A writer on the blog site buzzle.com, a news and information clearinghouse website, recently posted an article urging parents to use caution when making a choice about the Gardasil vaccine. The mother of an 11-year-old girl, author Anastacia Mott Austin says young girls receiving the human papillomavirus (HPV) vaccine are like “guinea pigs,” because the vaccine has not been properly tested for long-range consequences on a large sample of girls in its target age group. The vaccine is currently recommended by the FDA for girls beginning as young as age 9, through about age 26, for the prevention of cervical cancer.
Austin says drug-maker Merck could not possibly be able to predict the long-term effects on the pre-pubescent girls that are its primary focus, because it was not tested on a large enough sample of children in that age group. The longest test trial, she says, was less than four years. This, despite the fact that the vaccine maker states the drug is only effective for a maximum of five years.
HPV, the virus linked to cervical cancer, is a sexually transmitted virus. This means that girls who receive the vaccine at age 11, or even younger, will most likely not even be sexually active during the vaccine’s peak effectiveness, based on Merck’s own information.

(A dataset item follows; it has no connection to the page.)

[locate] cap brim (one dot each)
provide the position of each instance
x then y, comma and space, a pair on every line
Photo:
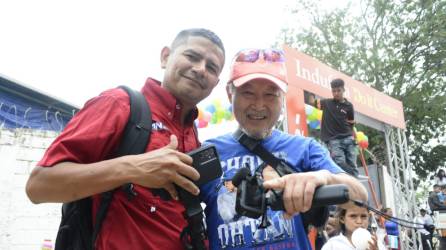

She writes, “This means my daughter will need at least four booster shots after the age of 11. What the drug makers do not mention is that this is the most expensive vaccine ever made, at $360 per three-shot series. They do not tell me about the vaccine’s known carcinogenic and estrogenic compounds that will be injected into the body of my pre-pubescent little girl, or the fact that the shot has not been tested to find out if it can potentially cause more cases of cancer than it is supposed to prevent.”
Additionally, Austin feels the drug maker is downplaying the risk of serious side effects. Statistics being reported to the Vaccine Adverse Effect Response System include children collapsing after receiving the shot, and reports of facial paralysis, Guillain-Barre Syndrome, and even death among girls who have received the shot.
While the drug maker argues there is not sufficient evidence to link these events to the Gardasil vaccine, Austin asks how many parents really want to take that chance with their child’s health.
She wonders, “Can I refuse this dangerous, experimental treatment if I do not want to have my child used in this way, so the pharmaceutical company (which will profit approximately 2 billion dollars a year on this vaccine) can find out exactly what it will do to little girls not even at puberty yet?”
Austin suggests a better solution: “Why not use the billions of dollars that will be going to Merck, and instead fund a campaign to make HPV screening and Pap smears (far cheaper and more effective tools for fighting cervical cancer) free and accessible to everyone?”
Since the time this article was published, the FDA also approved Gardasil for use in boys and young men, as well as girls. HPV screening would also be effective in preventing the spread of this virus among boys.